二人は部屋をあとにすると 、廊下を駆け出した。











「……ほんとに、逃げちゃった」


「だから逃げるって言ったじゃん。俺も律も、あのままいたら危ないんだって」


「……うん」


「深夜だから、電車はない。追いかけてきたら困るから、二つ先の駅まで歩いて、始発の列車で遠くに行こう」


「うん……」


困った顔をして、曖昧に頷く律。


月が見下ろす丑三つ時、縺れる足を一生懸命動かして走り続ける二人。

春めいた甘い夜風が、優しく頬を撫でる。

体力はとうに底を尽きていた。だが、それでも走るのをやめない。


幸せな日々を手に入れる、その一心で。


二人の間に、互いの荒い息づかいだけが木霊する。


「ねぇ」と律が声をかけた。


「覚えて、ない。詩が刺された……記憶が、最後。精神科……そんなに、マズかったの?」


「……うん。壊れてるようにしか、見えなかった」


「そっか……」


詩の言葉にしゅんと肩を落とす律。

手を引かれながら、じわりと涙を落とした。


「ごめん、迷惑かけて。いっぱい。詩……が、いなか ったら、今頃……僕は」


掠れた声で、辿々しく言葉を吐く。

走るのをやめた詩は、くるりと振り返ると、律の両肩に手を置いた。



「そーいうのやめよ。こっちだって、律にはいっぱい助けられてたんだよ? だって双子だもん、お互い様でしょ?」


「……うん」


薄い涙の海をたたえた、律の泣き出しそうな顔。

無表情じゃない、その顔を見て実感する。



――律が、戻ってきた。



虚ろなからくり人形じゃな い、血を分けた兄弟が。




――帰って、きたんだ。



急に安堵が胸に押し寄せて、その場にしゃがみこむ詩。視界が、ぐにゃりと歪む。


「詩……大丈夫?」


律もしゃがみ、詩の顔を覗き込む。


心配そうに自分を見つめる、優しい律の顔。

一年も何も映さなかったその瞳に、ようやく自分を見 てくれたことがどうしようもなく嬉しくて、詩はその場でしゃく りあげはじめた。



「……ねぇ、お願いだから ……もう勝手にどこか、行かないで。どこにも行かないで。僕を、置いてかないで。
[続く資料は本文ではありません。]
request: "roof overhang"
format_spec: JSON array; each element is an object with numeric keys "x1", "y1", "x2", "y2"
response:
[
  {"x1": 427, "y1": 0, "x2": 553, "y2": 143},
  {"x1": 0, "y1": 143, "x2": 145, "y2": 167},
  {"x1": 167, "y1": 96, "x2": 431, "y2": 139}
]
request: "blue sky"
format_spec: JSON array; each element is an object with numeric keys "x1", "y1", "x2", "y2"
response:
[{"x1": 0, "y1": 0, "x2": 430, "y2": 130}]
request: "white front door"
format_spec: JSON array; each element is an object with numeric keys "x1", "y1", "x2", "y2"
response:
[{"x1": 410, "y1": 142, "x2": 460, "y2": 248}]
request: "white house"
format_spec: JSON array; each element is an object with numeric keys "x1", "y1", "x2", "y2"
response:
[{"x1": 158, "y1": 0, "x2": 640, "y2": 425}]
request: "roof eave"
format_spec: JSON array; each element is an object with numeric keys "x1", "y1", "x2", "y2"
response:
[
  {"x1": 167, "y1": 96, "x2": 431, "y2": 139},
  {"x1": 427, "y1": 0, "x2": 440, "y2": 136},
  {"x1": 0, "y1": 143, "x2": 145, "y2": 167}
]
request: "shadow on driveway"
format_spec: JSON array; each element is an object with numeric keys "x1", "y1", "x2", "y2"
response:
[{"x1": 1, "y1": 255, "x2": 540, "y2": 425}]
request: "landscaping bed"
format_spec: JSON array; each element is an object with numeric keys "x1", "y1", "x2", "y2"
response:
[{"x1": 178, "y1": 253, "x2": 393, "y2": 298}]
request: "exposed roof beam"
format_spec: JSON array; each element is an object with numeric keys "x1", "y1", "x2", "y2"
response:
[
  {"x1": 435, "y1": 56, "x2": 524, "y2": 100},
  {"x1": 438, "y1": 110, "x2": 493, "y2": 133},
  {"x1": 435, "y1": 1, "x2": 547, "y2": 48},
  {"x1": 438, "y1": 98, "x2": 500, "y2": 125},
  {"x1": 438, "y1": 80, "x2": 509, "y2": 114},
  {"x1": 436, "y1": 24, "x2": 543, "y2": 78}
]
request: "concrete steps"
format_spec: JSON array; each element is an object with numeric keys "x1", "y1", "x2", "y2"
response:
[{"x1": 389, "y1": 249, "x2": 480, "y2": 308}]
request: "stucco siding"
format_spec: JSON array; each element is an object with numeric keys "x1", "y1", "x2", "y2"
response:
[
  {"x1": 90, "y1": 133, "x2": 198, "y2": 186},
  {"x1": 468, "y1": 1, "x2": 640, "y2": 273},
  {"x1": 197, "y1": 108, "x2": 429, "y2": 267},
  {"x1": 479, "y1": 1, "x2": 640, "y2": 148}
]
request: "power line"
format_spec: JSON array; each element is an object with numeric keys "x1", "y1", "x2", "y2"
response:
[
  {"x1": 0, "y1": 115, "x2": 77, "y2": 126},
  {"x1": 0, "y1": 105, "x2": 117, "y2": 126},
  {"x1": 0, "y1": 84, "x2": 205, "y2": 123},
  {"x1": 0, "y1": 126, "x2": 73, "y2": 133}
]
やだ、やだよ……寂しい、よ……ねぇ、律」



「りつ」と、何度も愛しいその名前を呼ぶ。


上手く息が出来ない。

前がぐしゃぐしゃで、何も見えない。


ずっと不安だった。ずっと見えない暗がりの中、律が戻るまで、詩はずっと待ち続けた。



――もう、待たなくていいんだ。



緊張の糸が切れて、幼子のように情けない声をあげて泣き続ける詩。

その体を、律は優しく抱き締めた。


「……どこにも行かない。置いてかないよ。ごめんね詩、こんなに泣かせて……ごめんね」


小刻みに震える肩。抱き締める腕に、力が入る。



「……ただいま、詩」


「……おかえり、律」


抱き合い、声をあげて泣く二人。

律の頬から滑った涙が、詩の漆黒の髪にそっと落ちて流れた。